María Villamizar came to think the “worst” when she heard that 16 people had disappeared in La Grita, an agricultural city where she lives in Venezuela, famous for being a meeting point for Catholic pilgrims.
He was relieved when he learned that this group had been located on Thursday, that it had isolated itself in a religious retreat so hermetic that it filled Venezuela with rumors and led to the mobilization of troops, dogs and drones to find it.
“It is something shocking because we have never heard of something like this here (…). We thought the worst », he said this Friday to the AFP Villamizar, a public worker in this city of 90,000 inhabitants in the state of Táchira, on the border with Colombia.
The people reported missing, including a 20-day-old baby, left on August 22 for a religious retreat. They were located on a farm in a mountainous area.
Press versions said during the search that they were “religious fanatics” who were waiting for “the end of the world”; hypothesis that went viral on social networks amid increasingly rare rumors. There was even talk of a cult of “aliens.”
“Thank God they are fine,” added Villamizar at the Sanctuary of Santo Cristo de La Grita. Which is built between mountains in honor of a figure of Jesus Christ crucified dating from 1610. The Catholic faithful attribute multiple “miracles” to it. A corridor of huge stained glass windows leads to a chapel.

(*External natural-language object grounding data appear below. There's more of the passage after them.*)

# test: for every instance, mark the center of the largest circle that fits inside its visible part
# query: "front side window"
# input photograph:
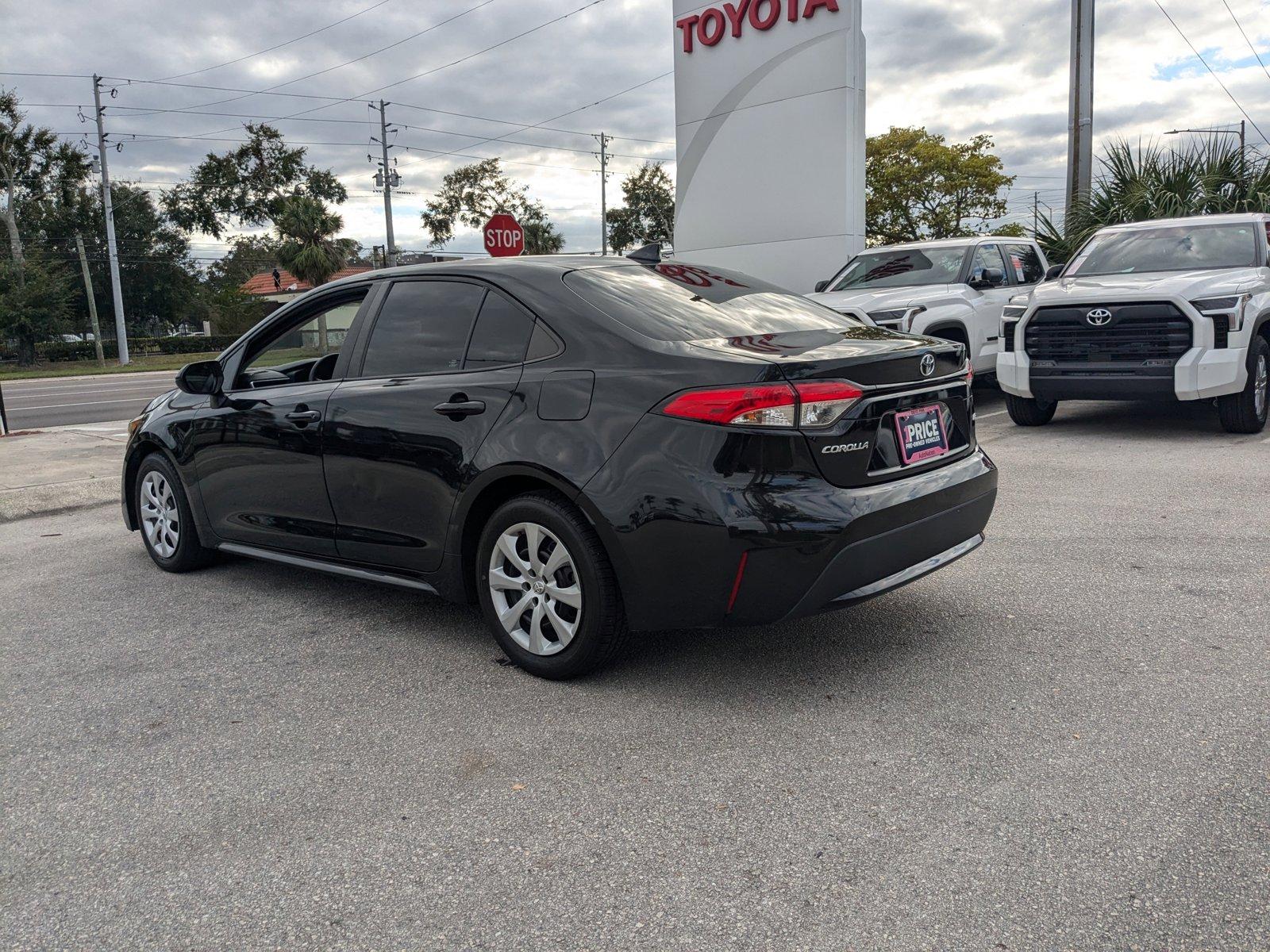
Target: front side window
(305, 351)
(986, 257)
(1175, 248)
(1026, 267)
(901, 268)
(422, 328)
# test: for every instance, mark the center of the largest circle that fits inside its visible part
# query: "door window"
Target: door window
(305, 349)
(502, 334)
(1024, 264)
(986, 257)
(422, 328)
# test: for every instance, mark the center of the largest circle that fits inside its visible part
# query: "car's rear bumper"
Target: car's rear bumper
(721, 528)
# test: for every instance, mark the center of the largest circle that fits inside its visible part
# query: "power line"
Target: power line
(1246, 38)
(262, 52)
(349, 63)
(1199, 56)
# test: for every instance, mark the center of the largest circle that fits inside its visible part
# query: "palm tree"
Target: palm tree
(309, 248)
(1149, 182)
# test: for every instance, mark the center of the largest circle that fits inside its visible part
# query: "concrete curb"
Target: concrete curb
(56, 498)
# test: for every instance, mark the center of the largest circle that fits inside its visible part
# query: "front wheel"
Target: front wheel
(548, 589)
(1246, 412)
(1028, 412)
(167, 522)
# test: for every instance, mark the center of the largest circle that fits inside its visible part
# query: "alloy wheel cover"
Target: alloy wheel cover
(160, 516)
(535, 588)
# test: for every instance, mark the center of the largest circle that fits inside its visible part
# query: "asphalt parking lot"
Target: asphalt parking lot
(1058, 743)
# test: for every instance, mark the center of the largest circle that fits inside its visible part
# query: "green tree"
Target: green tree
(1140, 183)
(35, 167)
(471, 194)
(36, 300)
(649, 209)
(248, 186)
(158, 277)
(918, 186)
(541, 238)
(309, 247)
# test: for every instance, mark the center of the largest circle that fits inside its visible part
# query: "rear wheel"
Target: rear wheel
(1028, 412)
(1246, 412)
(548, 589)
(167, 524)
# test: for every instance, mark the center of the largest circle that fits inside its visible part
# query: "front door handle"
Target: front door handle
(460, 406)
(302, 418)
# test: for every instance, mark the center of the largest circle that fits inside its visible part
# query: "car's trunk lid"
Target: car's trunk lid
(899, 372)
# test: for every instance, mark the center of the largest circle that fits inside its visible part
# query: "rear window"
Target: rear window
(683, 302)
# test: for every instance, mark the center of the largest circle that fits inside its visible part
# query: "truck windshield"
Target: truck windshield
(901, 268)
(1176, 248)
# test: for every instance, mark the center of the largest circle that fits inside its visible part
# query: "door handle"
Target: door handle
(460, 406)
(302, 418)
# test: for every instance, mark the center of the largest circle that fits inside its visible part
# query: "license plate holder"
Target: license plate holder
(921, 433)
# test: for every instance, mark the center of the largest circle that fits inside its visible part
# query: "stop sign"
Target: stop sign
(505, 236)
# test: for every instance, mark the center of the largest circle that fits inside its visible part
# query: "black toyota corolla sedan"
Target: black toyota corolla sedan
(588, 447)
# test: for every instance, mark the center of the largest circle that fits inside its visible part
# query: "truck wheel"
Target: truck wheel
(1028, 412)
(1246, 412)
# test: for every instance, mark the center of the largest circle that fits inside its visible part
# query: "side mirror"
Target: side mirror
(201, 378)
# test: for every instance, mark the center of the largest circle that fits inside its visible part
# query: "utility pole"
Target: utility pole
(391, 179)
(92, 300)
(1080, 127)
(121, 329)
(603, 190)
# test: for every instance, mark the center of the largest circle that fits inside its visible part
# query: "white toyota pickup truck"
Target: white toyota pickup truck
(1175, 309)
(952, 289)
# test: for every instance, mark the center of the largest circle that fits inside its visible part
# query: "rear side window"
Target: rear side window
(502, 334)
(422, 328)
(683, 302)
(1024, 264)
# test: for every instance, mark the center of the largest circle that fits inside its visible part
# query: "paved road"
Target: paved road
(1058, 743)
(57, 401)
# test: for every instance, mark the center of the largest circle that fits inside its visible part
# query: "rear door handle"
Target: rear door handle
(459, 406)
(302, 418)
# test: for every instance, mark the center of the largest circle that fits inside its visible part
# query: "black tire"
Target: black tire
(188, 554)
(1028, 412)
(601, 622)
(1238, 412)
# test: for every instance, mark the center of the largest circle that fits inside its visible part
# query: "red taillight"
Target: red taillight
(823, 403)
(813, 404)
(760, 405)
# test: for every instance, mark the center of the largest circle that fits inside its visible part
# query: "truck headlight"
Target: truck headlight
(1231, 308)
(899, 319)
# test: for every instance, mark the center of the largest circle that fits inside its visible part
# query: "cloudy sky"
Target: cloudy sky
(468, 76)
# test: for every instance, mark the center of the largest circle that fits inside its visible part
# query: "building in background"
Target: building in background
(770, 130)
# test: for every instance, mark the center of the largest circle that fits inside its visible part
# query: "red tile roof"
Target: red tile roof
(262, 283)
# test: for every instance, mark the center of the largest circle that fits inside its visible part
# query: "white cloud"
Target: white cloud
(956, 67)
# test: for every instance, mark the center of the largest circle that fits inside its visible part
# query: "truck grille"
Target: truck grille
(1134, 334)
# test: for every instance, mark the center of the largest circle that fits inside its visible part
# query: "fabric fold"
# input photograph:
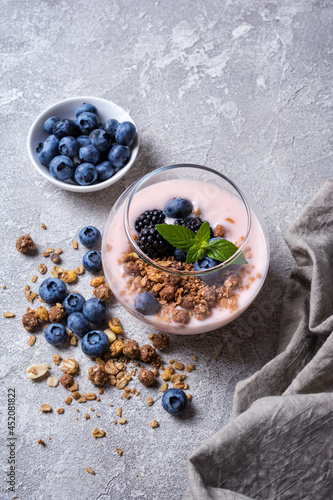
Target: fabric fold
(278, 443)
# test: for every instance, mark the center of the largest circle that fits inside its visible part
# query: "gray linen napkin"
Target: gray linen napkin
(279, 442)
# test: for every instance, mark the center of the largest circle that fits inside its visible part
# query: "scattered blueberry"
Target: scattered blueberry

“There was anxiety” between “very crazy theories,” says Deivis Márquez, 30, a deacon at the Basilica of the Holy Spirit, the church where that iconic wooden figure of Christ is located, next to the central Plaza Bolívar.
“For us it was a great joy,” he continues, that the lost people, who live in La Grita and its surroundings, appeared.
Rumors, troops, dogs, drones and a happy ending for the disappeared in La Grita
The pilgrims decided to leave their cell phones at home to avoid distractions on their retreat, authorities reported Friday.
The father of two of the six minors who were in the group filed a complaint due to the impossibility of communicating with them, a source from the scientific police told AFP. The parents of another, a 13-year-old teenager, say they took him to the activity without his permission.
“Wherever one sat” there were people talking regarding the matter, says María Isabel Rolón, 53, at a street stall where she sells pictures and stamps of the emblematic Christ in front of the basilica.
“surprised”
The parishioners were praying a rosary when the police found them at a farm called El Rodeo. Said Yesnardo Canal, regional director of Civil Protection.
When the agents showed them videos of the commotion surrounding their case, Canal says, “the children innocently declared that they were famous, but the adults were ashamed” and many “apologized.”
“They were surprised, the least they thought was that all this was happening,” he adds.
This closed a special deployment launched on Tuesday with the actions of more than 160 police and military personnel and Civil Protection officials, who combed an area of 364 kilometers with the support of drones and canine brigades, said Division General José Martínez Campos to the balance the operation.
The García and Luna families “were in perfect health,” Martínez Campos said.
The 16 were transferred at dawn on Friday back to La Grita, where they underwent medical and psychological tests.
“It wasn’t a show”
The scientific police interviewed the people found on their return to La Grita. The authorities did not give details of it.
“What we wanted is for the child to appear and from now on the government entities will take their measures,” Yeilen Gutiérrez, aunt of the 13-year-old boy, whose parents denounced that he was taken without permission, told the press. “It wasn’t a show. It was not a game, he was a child who was missing », she deepened.
La Grita, following days of agitation, recovers her calm.
“(They are) deeply religious people, we can assume it as a spiritual retreat,” said Juan Escalante, mayor of the Jáuregui municipality, to which La Grita belongs. “It is important that we welcome these families with open arms.”
La Grita is an important agricultural pole in Venezuela and at the same time has a particular mystique for the Catholic faithful.
Every year, on August 6, the city receives hundreds of pilgrims who go to give “thanks” to the Christ of La Grita for his “favours”.